I run the Regolith Desktop Environment on my laptop, which I love because it provides a convenient GNOME wrapper and interface for the i3 tiling window manager. Regolith relies on a program called ilia for application launching, and sometimes ilia gets caught in some kind of CPU-churning state that locks up my whole system. I have not been able to figure out what is causing it, so I (of course) turned to Emacs for a solution.

Turning to consult-omni

Armin Darvish has created a powerful Emacs package called consult-omni, which provides a wrapper around consult for searching through any number of information sources. I believe consult-omni was originally intended to query web search engines and document databases, but Darvish has also provided a search mode for your local desktop applications, and can act as an application launcher.

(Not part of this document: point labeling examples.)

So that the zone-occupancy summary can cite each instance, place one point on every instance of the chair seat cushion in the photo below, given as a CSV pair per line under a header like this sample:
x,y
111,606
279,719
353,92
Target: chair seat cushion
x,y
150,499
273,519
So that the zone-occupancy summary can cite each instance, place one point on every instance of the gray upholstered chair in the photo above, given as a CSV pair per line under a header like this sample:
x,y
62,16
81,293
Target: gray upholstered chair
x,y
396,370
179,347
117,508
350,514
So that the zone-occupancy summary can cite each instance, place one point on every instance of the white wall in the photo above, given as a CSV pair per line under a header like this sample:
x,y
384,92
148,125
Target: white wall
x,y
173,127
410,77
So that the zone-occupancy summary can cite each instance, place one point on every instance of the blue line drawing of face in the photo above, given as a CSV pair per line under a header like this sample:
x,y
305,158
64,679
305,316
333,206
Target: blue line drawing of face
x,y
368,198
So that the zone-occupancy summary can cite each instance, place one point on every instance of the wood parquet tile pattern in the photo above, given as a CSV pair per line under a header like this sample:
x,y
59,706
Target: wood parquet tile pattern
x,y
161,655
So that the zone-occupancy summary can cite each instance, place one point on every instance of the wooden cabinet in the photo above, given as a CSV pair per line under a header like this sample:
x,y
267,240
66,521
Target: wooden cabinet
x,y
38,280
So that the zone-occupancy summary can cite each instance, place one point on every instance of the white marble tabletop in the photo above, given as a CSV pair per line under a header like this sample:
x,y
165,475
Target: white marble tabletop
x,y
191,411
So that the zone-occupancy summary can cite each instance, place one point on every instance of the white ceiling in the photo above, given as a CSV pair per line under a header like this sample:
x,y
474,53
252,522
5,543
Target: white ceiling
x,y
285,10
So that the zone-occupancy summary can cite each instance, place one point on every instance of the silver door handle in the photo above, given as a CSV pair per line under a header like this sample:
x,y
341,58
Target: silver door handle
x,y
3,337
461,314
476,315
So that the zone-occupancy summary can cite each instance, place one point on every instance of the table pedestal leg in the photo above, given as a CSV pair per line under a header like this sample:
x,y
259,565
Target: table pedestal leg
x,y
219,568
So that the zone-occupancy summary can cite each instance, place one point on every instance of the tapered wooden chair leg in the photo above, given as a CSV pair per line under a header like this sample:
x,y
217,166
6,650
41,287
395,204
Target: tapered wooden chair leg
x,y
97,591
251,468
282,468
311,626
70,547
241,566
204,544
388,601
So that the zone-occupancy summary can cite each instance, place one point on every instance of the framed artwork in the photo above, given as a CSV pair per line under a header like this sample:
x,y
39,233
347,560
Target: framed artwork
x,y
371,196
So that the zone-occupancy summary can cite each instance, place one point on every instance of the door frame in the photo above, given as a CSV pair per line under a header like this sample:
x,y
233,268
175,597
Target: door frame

Darvish provides an example application launcher in his consult-omni YouTube tutorial. The source code is straightforward, but I wanted to tweak it just a little. You can view his original on the project’s wiki on GitHub. You can watch him explain his technique below.

After a few tweaks, here is what I came up with.

(defun consult-launcher ()
  "A launcher suitable for use from a window manager."
  (interactive)
  (let* ((width (floor (* 0.6 (display-pixel-width))))
         (height (floor (* 0.6 (display-pixel-height))))
         (left (floor (* 0.2 (display-pixel-width))))
         (top (floor (* 0.2 (display-pixel-height))))
         (params `((name . "omni-launcher")
                   (width . ,(cons 'text-pixels width))
                   (height . ,(cons 'text-pixels height))
                   (left . ,left)
                   (top . ,top)
                   (minibuffer . only)))
         (frame (make-frame params)))
    (with-selected-frame frame
      (select-frame-set-input-focus frame)
      ;; If i3 is running and there is a control socket, let's tell
      ;; it we are a floating frame.
      (if (getenv "I3SOCK")
          (call-process "i3-msg" nil nil nil
                        (format "[id=%s] floating enable"
                                (s-trim (shell-command-to-string "xdotool getactivewindow")))))
      (unwind-protect
          (progn (consult-omni-apps-static ".*" (propertize "> " 'face 'consult-omni-path-face))
                 nil)
        (progn
          (when (frame-live-p frame) (delete-frame frame))
          nil)))))

I made two changes to get this to work nicely with i3. First, I removed the yequake dependency. Second, I added a call to i3-msg that sets the launcher frame as floating, which makes it much nicer to use. Like Darvish’s version, you can run this from the command line:

emacsclient -e '(consult-launcher)'

Adding an ilia fallback

Don’t tell all the other Emacs users, but I don’t have Emacs set up to launch automatically when I start my computer and log into X11. I probably should, huh? Also, there are times when I (gasp!) shut down Emacs, usually to restart it or fix something that I have broken. When those times happen, I want to be able to launch applications, so I need a failsafe in case consult-launcher isn’t available!

To solve this, I created a simple shell wrapper script, which looks like this:

#!/bin/bash

# Check if Emacs server is running by looking for the server socket
# Default server name is "server", but you can change this if needed
SERVER_NAME="${EMACS_SERVER_NAME:-server}"
SERVER_FILE="${XDG_RUNTIME_DIR:-/tmp}/emacs/${SERVER_NAME}"

if [ -S "$SERVER_FILE" ]; then
    # Emacs is running, use emacsclient to launch your application
    emacsclient -e '(consult-launcher)'
else
    # Emacs is not running, fall back to ilia
    ilia -p apps
fi

If you want to use this, the important part is that SERVER_FILE points to the socket that your Emacs server uses. Make sure that emacsclient and ilia are both in a reasonable location so your shell can find them, then bind this command to whatever you usually use to launch ilia.

By the way, if you are using Regolith’s normal method of launching ilia, you can add your shell script to your Regolith configuration pretty easily. Open $HOME/.config/regolith3/Xresources in your text editor, and add the line:

wm.program.launcher.app: /path/to/your/launcher.sh

You can then run xrdb -override $HOME/.config/regolith3/Xresources and it should work! Good luck.

Drawbacks

One of the nice things about ilia is that it keeps track of applications your run frequently, so they tend to bubble up to the top of its application listing. The Emacs method doesn’t do that. I don’t mind so much, I always end up typing in application names. It is fun to use Emacs as an application launcher, and I hope that it helps me avoid the CPU-churn problem that ilia has been experiencing far too often.

Have I come up with a clever solution, or a lazy workaround? I’m looking forward to hearing your thoughts.